De inhoud van de nieuwsbrief is voor mij nogal aan de perverse kant. Zo stelt u op de voorlaatste pagina het volgende voor: “Maar als u het onmiddellijke inkomen van uw belegging niet nodig hebt en u tot de eindvervaldag kunt wachten om uw winsten binnen te rijven, stelt Fortis Bank u een ambitieuzere formule “4 x 5 %” voor om u voor uw geduld te belonen.” Met andere woorden: als u rijk bent en u eigenlijk geen extra geld nodig hebt dan zullen we u daarvoor belonen met... extra geld.

Als ik vandaag nog steeds klant ben bij uw bank, dan is dit enkel omdat er geen overheidsalternatief meer voorhanden is.

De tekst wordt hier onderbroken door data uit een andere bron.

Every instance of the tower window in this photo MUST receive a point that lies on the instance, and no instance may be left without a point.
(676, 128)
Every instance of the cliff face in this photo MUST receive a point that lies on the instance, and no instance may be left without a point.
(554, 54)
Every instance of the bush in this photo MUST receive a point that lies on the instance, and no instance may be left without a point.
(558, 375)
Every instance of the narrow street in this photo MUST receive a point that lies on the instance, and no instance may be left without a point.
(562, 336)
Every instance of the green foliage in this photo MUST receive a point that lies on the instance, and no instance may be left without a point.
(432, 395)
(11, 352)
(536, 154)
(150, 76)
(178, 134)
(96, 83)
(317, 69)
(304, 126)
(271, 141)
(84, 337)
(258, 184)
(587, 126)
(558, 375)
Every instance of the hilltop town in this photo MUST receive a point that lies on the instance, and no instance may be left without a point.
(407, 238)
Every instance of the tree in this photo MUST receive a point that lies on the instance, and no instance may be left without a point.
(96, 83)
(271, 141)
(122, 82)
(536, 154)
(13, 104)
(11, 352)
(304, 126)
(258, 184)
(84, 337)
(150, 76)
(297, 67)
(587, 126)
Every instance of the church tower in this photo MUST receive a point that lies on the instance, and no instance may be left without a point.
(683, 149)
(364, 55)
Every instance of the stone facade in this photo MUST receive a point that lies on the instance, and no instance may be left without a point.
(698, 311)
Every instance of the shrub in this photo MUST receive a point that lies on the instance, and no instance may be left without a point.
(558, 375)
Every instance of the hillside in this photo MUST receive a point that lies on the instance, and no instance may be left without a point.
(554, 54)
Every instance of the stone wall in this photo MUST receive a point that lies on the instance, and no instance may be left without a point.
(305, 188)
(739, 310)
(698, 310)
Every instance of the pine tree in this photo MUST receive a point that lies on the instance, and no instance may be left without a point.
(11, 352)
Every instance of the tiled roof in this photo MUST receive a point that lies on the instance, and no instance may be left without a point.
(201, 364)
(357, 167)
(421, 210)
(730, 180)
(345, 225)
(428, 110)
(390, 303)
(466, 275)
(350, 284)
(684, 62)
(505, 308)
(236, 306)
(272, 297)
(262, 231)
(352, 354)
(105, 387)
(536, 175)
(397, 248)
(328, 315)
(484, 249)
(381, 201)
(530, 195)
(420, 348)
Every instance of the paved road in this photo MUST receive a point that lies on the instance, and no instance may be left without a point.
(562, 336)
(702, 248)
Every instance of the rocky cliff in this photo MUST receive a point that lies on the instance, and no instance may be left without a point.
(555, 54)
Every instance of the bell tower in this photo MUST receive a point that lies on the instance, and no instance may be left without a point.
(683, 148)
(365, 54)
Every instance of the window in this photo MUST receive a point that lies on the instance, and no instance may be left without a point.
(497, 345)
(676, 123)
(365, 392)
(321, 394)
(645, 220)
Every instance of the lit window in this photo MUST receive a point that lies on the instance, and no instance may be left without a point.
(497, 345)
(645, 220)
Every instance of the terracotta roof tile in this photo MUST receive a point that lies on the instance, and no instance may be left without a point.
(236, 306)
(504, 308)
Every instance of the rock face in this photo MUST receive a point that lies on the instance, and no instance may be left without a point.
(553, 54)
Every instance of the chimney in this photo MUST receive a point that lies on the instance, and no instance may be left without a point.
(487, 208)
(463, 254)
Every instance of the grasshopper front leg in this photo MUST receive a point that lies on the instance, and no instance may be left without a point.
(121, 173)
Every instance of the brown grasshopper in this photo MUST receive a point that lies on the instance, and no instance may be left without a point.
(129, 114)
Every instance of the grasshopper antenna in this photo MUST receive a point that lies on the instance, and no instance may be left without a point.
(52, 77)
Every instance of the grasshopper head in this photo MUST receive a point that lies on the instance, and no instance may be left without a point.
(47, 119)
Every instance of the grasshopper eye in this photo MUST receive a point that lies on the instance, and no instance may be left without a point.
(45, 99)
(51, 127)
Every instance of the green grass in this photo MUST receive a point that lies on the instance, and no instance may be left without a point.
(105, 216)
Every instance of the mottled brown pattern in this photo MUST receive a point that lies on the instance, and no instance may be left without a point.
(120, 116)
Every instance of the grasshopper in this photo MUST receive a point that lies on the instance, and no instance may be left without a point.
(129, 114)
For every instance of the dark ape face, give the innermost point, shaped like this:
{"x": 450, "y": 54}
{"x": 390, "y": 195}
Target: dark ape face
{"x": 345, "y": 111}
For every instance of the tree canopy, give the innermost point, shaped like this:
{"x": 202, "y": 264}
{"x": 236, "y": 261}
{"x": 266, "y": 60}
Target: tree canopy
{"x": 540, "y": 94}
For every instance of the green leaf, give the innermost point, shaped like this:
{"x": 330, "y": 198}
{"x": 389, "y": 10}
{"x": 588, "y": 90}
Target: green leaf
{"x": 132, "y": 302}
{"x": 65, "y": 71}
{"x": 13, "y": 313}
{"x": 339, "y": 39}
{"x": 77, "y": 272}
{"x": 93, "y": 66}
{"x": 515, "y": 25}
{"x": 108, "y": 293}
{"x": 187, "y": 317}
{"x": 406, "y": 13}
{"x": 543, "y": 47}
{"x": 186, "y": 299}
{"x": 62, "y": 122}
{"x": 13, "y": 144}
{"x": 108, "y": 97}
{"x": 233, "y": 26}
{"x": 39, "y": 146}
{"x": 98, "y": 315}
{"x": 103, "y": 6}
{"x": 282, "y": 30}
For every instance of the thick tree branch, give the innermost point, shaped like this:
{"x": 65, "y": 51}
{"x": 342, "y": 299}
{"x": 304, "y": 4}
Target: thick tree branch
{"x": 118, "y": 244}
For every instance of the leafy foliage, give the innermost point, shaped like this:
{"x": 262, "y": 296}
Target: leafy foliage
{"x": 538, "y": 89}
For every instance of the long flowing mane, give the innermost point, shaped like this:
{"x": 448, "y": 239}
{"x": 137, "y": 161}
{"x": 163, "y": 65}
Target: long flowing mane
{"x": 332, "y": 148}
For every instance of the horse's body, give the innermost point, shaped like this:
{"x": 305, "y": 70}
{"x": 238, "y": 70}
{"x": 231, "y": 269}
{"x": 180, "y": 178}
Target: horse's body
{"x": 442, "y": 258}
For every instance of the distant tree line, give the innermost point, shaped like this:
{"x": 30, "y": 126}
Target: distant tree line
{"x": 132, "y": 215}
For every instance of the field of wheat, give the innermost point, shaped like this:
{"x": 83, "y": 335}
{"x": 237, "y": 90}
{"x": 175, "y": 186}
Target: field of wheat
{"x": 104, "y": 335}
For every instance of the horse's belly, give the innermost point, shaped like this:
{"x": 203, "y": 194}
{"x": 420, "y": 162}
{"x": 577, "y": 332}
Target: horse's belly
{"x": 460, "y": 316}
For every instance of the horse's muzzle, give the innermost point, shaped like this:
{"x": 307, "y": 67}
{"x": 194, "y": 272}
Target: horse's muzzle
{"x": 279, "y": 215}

Dat noemt men dan de zogenaamde keuze die de vrije markt ons biedt.

Maak u echter geen zorgen: ik ben niet verzuurd. Integendeel, ik ben ervan overtuigd dat de moderne versie van de Middeleeuwen die we nu doormaken niet zo heel lang meer zal aanhouden. Technologisch staan we ver, maar het ontbreekt ons voorlopig aan een inzicht in het functioneren van onze samenleving. We leven nog steeds met het bijgeloof dat welvaart en democratie enkel mogelijk zijn door de uitbuiting van de ene mens door de andere, en door de toeëigening van collectief geproduceerde meerwaarde door private personen of instellingen. Dit bijgeloof, dat juist echte democratie en welvaart in de weg staat, zal niet eeuwig blijven duren.